「C.C.」の愛称で親しまれるカナディアンクラブは、日本で最も身近なカナディアンウイスキーです。1858年創業、五大湖のほとりで生まれたこのブランドは、カナダという産地の「軽やかさの美学」をそのまま体現しています。
01 カナダ流の造り — ベースとフレーバリング
カナディアンの多くは、二層構造で設計されます。①ベースウイスキー:トウモロコシ主体を連続式蒸溜でクリーンに仕上げた土台。②フレーバリングウイスキー:ライ麦などを香味豊かに蒸溜した「調味料」。この二つを別々に造って熟成し、最後に合わせる——ブレンデッドスコッチのモルト/グレーン構造に似ていますが、カナダは「穀物ごとに別蒸溜」する点が独特です。C.C.の軽く滑らかで、かすかにスパイシーな性格は、この設計の産物です。
02 ラインナップ — 無印から年数物へ
基準の「カナディアンクラブ(無印、通称ホワイトラベル)」は、癖のなさでは世界のウイスキーでも屈指。ハイボール、ジンジャー割り、コーラ割り(C.C.コーク)まで、割って完成する設計です。上位には12年(コクと丸みが増した黒ラベル)、さらにクロニクルシリーズなどの長期熟成限定品があり、40年超の超長期品が国際的な賞を獲得した実績も——「軽い酒は熟成に向かない」という思い込みを覆す実例として知られます。
03 使いどころ
C.C.の主戦場は、混ぜる飲み方です。

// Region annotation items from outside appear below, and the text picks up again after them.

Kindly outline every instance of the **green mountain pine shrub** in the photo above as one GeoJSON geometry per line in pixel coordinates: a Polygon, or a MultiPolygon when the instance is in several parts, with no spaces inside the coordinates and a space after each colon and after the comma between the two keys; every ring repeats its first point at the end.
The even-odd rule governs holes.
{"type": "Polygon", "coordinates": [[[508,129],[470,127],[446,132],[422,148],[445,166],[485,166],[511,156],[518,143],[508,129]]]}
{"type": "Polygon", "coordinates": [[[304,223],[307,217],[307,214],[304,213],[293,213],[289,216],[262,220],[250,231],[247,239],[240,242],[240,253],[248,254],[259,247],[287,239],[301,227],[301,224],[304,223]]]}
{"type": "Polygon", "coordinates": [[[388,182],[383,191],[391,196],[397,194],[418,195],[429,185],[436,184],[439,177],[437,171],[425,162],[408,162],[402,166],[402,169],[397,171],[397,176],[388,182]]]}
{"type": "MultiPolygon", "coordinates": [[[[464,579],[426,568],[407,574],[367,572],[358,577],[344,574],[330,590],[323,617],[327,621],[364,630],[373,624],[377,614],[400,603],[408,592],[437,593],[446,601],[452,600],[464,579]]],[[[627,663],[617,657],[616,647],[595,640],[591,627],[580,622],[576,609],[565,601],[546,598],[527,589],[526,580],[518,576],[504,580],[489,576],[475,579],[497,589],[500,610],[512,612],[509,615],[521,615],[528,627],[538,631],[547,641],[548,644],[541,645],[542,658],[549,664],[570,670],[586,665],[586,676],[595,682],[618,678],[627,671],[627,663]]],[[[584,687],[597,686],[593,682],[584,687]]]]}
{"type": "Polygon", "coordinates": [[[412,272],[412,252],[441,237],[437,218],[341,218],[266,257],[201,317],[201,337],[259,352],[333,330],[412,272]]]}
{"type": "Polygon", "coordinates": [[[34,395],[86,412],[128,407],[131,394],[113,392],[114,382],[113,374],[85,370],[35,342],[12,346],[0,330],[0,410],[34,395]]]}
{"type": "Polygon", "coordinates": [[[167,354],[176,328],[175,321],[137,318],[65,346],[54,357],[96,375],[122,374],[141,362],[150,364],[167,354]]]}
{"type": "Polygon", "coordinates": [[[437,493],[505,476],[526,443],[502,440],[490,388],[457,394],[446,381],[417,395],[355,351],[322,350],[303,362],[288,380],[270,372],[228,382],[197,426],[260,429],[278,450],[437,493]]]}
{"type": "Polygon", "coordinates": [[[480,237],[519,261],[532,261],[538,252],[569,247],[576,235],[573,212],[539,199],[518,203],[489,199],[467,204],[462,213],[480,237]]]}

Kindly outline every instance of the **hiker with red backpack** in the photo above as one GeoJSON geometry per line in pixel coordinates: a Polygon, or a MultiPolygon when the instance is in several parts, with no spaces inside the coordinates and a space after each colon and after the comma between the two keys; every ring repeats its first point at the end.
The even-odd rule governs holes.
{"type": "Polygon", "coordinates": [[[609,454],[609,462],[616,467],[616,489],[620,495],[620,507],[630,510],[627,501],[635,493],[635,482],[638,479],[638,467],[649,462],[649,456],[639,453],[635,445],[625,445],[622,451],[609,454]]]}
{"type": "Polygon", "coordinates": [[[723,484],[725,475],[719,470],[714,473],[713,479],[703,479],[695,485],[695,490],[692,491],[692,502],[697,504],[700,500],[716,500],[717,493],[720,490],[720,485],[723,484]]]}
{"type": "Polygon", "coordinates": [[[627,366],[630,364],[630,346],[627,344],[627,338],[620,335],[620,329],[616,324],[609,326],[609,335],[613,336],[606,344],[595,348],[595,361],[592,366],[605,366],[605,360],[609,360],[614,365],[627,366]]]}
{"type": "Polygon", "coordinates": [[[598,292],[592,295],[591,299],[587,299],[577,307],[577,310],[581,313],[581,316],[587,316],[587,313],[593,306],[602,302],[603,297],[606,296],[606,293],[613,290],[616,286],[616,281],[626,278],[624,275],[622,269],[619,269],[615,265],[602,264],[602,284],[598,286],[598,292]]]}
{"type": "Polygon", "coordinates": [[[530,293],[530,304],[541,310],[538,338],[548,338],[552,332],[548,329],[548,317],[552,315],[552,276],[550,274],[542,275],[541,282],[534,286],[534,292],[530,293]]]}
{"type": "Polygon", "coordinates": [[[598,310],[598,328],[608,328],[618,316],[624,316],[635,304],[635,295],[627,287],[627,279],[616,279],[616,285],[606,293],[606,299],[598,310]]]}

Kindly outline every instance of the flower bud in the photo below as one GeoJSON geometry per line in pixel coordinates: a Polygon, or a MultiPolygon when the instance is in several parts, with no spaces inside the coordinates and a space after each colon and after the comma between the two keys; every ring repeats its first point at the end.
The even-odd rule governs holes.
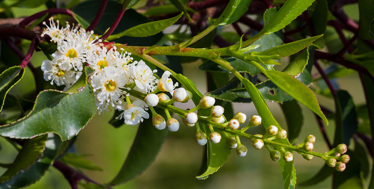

ハイボールなら軽やかに、ジンジャーエールなら華やかに、レモンを搾れば爽快に——「主張しすぎない」ことが最大の武器で、食事にも合わせやすい万能選手。ウイスキー初心者の「強い酒が苦手」問題への現実解として、またカクテルベースの常備品として、一本置いておく価値があります。5大産地の飲み比べ(入門コース第14回)では、カナダ代表としてぜひこの一本を。